| HN Mirror

The three bootstrap tools are a partial answer to (1) — the tool surface never grows, only the registry does, so context pollution is bounded by the search interface rather than the full tool list. Whether the registry search stays useful as it grows is an open question, semantic search over capability definitions is probably the next step.

(2) is where the structured capability format earns its keep over free-text memory. Triggers and suppression conditions give you inspectable, versioned invocation policy rather than prose that degrades over time. Still early though.
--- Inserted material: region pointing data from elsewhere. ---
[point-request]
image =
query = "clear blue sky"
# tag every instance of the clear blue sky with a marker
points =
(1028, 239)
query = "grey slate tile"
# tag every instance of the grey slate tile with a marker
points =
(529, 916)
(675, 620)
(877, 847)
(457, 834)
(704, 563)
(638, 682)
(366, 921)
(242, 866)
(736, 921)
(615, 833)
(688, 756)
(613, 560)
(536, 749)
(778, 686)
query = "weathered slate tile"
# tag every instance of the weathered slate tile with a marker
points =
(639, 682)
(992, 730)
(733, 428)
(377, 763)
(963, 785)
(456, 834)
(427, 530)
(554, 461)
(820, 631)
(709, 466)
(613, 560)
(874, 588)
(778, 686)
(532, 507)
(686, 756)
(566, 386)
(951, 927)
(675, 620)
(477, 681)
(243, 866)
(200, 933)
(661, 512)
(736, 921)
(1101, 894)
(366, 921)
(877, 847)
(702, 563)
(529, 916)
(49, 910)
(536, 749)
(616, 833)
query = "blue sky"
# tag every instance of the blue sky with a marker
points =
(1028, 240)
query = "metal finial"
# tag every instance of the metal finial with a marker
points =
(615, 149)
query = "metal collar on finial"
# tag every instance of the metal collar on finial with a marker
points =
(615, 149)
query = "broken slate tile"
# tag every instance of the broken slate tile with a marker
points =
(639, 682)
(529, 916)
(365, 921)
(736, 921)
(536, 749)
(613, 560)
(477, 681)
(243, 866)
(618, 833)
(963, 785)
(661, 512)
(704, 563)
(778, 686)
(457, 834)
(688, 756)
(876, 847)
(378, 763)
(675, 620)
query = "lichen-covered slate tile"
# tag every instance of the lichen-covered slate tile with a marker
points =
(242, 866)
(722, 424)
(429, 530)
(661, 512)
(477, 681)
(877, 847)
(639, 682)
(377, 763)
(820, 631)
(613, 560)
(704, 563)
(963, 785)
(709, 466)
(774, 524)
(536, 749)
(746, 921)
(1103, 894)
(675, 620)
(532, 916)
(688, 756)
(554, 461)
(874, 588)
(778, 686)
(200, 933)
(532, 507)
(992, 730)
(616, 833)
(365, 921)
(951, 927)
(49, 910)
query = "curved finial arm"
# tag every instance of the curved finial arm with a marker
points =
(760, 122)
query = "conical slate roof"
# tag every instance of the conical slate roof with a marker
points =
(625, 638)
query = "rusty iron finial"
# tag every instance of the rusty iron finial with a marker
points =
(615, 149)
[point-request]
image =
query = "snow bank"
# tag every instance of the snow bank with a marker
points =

(3) I don't have a good answer to yet. Your point about feedback loops is the right framing — knowing whether the agent is actually getting better rather than just accumulating more tools is unsolved. The audit angle (administrators reasoning about which tools fire, when, and whether they should) is where I think this needs to go, but I haven't built that layer.

One thing that might directly address your caching point though — ADRs (Architecture Decision Records). The article that spawned Tendril started with giving an agent a record_decision capability that wrote ADRs to the filesystem. ADRs as agent cache is an interesting framing: structured, persistent, searchable records of why decisions were made at the moment they were made. That's arguably a better cache primitive than summarisation — decisions don't degrade the way summaries do, and they give you something to reason about for regression detection too.

Your tree/hierarchy observation resonates — the registry is a flat index right now which probably doesn't scale past a few dozen capabilities without some grouping structure.